When I got off in Harwood Road I was about halfway between my flat and Phil’s place. Which way will my feet take me? I thought. I watched them take me back to Moore Park Road and over to Eel Brook Common. No, I thought, not with the smell of sex with Brian still on me. I turned back and went up Harwood to Fulham Broadway and home to Sir Cliff Richard and the Spanish dancer on black velvet and Hilary’s latest happy news, if she was there, of the Alpha course. She wasn’t there, probably out laughing it up with some happy-clappy Jesus crowd. My room looked small, the way childhood rooms look when you come back to them as a grown-up. There was Hope on the wall. I bought that print after Troy broke my nose and I moved out. Pathetic.
I had a shower, put on fresh jeans and a sweatshirt, thought about going to Phil’s place, then decided not to just yet.
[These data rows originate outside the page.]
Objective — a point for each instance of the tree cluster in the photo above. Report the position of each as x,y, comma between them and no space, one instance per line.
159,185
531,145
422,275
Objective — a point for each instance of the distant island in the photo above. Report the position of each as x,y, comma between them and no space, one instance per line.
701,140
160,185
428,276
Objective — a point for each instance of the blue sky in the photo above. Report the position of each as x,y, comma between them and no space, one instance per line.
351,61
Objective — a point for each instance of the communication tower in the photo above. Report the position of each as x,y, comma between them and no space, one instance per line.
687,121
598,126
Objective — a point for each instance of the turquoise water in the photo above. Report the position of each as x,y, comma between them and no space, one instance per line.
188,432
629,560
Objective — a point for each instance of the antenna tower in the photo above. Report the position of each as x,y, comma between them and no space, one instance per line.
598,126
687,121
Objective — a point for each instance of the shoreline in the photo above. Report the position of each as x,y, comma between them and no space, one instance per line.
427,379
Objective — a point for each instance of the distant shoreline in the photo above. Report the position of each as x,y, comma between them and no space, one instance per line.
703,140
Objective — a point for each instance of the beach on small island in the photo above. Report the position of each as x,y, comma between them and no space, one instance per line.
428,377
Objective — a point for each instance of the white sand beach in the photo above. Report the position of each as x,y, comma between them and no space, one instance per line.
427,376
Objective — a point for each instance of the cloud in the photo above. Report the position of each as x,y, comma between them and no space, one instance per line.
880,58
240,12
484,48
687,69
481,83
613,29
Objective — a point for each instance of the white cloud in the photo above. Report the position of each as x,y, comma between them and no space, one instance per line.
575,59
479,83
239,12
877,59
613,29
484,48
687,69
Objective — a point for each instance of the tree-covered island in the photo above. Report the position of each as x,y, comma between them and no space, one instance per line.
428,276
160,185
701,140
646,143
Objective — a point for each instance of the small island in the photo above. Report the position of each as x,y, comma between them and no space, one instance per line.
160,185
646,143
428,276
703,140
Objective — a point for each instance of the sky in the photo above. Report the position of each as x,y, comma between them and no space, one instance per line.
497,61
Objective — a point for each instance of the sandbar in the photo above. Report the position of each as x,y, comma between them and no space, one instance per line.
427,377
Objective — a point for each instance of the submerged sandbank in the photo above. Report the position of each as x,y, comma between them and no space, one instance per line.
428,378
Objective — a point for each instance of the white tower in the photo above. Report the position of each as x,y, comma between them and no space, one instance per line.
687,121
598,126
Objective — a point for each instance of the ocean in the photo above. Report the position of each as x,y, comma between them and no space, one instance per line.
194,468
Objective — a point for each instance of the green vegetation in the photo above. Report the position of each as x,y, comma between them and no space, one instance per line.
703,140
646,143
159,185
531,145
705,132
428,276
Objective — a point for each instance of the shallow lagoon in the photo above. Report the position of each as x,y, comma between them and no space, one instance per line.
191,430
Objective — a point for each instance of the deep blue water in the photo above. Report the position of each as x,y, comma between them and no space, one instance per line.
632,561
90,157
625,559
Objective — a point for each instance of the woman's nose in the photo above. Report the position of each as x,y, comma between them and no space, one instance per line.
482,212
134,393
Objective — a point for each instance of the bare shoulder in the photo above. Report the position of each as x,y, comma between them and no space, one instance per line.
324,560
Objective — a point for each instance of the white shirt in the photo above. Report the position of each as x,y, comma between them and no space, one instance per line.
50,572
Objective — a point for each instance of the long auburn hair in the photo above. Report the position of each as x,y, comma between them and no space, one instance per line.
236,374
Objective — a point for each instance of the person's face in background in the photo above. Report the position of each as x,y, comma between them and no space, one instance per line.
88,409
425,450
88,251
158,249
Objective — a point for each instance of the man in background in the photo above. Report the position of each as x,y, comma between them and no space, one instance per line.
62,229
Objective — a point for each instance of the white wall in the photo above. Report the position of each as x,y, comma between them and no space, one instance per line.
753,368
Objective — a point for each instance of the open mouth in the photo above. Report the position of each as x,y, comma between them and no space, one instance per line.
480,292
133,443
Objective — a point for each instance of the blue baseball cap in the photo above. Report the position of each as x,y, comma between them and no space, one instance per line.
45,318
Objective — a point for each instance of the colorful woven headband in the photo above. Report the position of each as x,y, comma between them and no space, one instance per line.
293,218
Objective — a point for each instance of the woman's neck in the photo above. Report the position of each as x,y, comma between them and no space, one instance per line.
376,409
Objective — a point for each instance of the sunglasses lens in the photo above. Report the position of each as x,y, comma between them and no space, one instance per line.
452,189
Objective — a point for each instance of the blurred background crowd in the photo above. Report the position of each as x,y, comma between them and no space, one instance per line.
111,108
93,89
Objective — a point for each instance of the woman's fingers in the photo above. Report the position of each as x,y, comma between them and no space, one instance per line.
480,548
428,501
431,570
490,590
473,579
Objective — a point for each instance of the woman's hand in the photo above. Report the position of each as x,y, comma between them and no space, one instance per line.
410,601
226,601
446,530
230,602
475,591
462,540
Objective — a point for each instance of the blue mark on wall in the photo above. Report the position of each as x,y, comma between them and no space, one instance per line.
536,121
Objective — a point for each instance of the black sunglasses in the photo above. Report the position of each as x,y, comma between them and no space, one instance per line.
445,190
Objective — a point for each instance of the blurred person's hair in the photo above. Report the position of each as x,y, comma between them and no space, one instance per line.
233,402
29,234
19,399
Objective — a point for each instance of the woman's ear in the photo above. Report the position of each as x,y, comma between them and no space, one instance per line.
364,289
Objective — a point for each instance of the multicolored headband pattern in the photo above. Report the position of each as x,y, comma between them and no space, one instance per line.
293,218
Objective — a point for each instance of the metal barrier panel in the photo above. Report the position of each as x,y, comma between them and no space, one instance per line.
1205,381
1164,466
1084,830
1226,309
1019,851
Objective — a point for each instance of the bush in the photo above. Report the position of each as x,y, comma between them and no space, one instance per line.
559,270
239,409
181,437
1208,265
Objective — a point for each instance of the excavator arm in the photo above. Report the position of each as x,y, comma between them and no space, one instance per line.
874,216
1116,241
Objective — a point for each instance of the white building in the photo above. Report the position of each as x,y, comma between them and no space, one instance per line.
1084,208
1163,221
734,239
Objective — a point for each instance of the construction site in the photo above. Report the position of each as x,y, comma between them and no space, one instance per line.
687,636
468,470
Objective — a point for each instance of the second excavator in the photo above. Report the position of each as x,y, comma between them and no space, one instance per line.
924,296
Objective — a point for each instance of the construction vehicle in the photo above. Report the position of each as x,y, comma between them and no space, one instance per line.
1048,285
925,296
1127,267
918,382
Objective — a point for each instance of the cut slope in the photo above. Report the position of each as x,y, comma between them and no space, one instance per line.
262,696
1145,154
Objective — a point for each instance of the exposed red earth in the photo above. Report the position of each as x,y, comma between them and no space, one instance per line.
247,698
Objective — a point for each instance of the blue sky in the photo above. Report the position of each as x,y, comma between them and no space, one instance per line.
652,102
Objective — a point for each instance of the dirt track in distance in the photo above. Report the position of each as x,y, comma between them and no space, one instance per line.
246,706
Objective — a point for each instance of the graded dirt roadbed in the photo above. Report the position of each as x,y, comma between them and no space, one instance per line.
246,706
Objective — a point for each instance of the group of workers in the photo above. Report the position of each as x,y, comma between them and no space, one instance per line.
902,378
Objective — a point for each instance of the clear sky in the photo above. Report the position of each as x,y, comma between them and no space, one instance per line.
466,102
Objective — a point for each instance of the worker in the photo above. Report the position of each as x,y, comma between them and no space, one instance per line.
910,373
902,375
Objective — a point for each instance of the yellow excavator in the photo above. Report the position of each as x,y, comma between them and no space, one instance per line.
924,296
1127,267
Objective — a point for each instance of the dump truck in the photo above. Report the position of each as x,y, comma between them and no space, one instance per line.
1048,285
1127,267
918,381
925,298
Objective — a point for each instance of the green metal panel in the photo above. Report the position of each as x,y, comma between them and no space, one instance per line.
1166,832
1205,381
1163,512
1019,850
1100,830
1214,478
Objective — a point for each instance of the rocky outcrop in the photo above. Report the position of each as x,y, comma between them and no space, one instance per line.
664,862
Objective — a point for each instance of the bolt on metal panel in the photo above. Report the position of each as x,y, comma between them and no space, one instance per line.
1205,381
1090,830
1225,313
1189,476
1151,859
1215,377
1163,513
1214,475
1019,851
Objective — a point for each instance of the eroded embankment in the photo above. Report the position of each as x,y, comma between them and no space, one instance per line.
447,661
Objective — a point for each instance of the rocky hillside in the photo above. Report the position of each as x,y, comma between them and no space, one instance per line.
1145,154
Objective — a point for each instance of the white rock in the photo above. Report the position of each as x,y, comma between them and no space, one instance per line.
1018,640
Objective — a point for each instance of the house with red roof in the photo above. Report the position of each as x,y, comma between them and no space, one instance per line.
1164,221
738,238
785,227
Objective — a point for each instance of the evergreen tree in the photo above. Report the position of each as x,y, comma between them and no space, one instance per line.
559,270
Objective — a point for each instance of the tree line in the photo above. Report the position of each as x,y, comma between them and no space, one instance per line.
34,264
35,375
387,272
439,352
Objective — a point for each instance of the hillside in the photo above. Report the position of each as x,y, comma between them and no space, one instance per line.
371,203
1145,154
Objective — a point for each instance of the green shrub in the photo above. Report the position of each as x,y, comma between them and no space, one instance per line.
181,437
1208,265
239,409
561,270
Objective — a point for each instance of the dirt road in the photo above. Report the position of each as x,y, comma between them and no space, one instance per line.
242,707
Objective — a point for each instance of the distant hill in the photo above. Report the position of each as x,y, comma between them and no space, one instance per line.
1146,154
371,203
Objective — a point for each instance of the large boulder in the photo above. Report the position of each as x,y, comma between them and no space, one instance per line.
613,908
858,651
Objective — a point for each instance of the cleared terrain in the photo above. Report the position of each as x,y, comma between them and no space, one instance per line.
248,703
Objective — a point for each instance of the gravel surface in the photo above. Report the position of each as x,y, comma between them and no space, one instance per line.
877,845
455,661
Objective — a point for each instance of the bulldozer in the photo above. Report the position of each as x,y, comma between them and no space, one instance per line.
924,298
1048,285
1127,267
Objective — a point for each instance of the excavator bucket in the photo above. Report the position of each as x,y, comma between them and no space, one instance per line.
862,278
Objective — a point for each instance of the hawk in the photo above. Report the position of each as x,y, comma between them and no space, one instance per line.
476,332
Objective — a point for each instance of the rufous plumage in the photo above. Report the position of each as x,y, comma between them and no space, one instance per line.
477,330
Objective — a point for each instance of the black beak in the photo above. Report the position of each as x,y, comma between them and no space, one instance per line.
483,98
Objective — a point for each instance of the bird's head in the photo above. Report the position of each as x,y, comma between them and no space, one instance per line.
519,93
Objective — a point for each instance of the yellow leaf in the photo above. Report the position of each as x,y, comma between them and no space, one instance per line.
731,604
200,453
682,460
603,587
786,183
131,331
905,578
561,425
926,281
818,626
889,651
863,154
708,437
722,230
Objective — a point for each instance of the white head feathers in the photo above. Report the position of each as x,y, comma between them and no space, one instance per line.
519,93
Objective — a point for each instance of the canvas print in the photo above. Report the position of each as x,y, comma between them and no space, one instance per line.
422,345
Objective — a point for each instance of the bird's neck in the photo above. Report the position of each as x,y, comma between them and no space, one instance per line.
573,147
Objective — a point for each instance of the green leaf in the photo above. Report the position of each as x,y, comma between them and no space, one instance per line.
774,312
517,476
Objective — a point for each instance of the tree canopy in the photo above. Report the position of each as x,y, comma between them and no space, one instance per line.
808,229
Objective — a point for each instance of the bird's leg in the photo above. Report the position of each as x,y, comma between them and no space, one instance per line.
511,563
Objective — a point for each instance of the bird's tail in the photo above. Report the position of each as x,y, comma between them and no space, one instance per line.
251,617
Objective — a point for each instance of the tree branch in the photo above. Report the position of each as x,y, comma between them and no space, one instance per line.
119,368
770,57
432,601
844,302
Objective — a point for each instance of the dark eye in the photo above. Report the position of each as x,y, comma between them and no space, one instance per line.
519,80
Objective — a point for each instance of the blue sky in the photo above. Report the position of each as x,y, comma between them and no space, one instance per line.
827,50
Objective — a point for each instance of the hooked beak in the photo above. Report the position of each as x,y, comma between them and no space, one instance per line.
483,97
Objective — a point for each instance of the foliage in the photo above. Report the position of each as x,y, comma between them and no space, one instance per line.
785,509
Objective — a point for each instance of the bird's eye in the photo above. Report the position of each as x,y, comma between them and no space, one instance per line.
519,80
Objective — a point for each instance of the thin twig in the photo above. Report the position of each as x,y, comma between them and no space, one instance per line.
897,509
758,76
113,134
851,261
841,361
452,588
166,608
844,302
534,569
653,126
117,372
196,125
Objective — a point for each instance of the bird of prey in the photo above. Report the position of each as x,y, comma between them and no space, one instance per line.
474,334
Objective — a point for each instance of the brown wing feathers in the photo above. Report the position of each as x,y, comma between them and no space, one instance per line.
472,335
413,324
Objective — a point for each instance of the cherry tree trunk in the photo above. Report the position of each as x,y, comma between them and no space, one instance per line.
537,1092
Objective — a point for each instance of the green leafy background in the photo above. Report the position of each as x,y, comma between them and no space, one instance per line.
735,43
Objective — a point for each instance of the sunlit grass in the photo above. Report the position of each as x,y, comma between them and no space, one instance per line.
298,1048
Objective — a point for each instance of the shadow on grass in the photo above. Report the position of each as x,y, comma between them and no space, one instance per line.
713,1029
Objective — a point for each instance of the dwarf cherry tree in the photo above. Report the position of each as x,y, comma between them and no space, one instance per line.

I put on a jacket and went out to look for Hope of a Tree. WH Smith didn’t have it so I went back to the Fulham Road and over to Nomad where I bought the one copy they had. ‘How has this been selling?’ I asked.
‘We had two copies,’ said the woman at the till. ‘Sold the other one a couple of weeks ago.’
I didn’t want to go directly home so I went past the North End Road to Caffe Nero at the corner of Vanston Place. It was busy but I got myself an Americano and found an empty table by the window where I could start Hope of a Tree while drinking my coffee. The day was sunny and the Fulham Road was thronged with people doing their Saturday things. With my book and my coffee I felt as if I was in a little island of no hurry and no bother where I could let my mind be quiet for a while.